Ayni hissi ABD aydını Ronald Reagan’ın zaferinde de tatmıştı ama oradaki fark Reagan’ın parti tarafından bilinçli bir aday veya resim olarak konulmasındaydı. Trump Cumhuriyet partisindeki aleni redde rağmen kendisi karar verdi ve “Parti’yi” de ele geçirdi.
Bu pideleşme sürecinde ilgi çeken bambaşka bir olay daha var: tüm dünyada neredeyse eşzamanlı olması!

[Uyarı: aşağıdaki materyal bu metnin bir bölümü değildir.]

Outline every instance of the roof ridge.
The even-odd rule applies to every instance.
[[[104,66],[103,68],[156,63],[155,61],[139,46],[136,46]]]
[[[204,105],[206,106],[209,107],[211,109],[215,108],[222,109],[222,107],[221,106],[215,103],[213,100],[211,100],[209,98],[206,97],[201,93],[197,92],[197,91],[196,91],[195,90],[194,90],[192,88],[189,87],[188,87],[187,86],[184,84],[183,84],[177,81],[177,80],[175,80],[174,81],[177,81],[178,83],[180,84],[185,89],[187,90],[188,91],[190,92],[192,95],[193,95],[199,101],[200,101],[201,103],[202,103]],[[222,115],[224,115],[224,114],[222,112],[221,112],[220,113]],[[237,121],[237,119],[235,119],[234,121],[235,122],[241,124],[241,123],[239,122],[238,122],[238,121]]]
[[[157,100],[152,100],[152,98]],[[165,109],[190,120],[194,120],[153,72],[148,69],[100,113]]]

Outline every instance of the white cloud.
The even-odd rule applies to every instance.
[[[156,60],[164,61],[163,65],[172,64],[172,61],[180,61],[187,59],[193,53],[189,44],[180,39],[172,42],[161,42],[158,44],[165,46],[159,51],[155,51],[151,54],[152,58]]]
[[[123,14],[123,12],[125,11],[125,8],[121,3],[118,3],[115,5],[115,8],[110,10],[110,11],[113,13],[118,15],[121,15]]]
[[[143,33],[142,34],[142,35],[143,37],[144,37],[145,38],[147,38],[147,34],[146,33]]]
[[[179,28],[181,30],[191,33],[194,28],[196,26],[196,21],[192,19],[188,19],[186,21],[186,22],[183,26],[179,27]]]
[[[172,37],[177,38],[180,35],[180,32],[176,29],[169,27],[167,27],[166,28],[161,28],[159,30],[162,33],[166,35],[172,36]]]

Zamanın ruhunun detaylarını, evet Erdoğan örneğine de değinerek önümüzdeki yazılarımda sizinle fikirleşmeye çalışacağım ama önce şu eşzamanlı olmanın farklılığının altını çizmek için enflasyon örneğini vereyim.
Para basmak kolay ve güzel önce Almanya’da 1920’ lerde sonra ABD de 1930’ larda ve çok sonra halk ve yöneticiler İtalya’da enflasyonun bir bela olduğunu kavradılar bizde ise olayın kavranıp çözülmesi AKP zamanına yani bu yüzyıla denk geldi.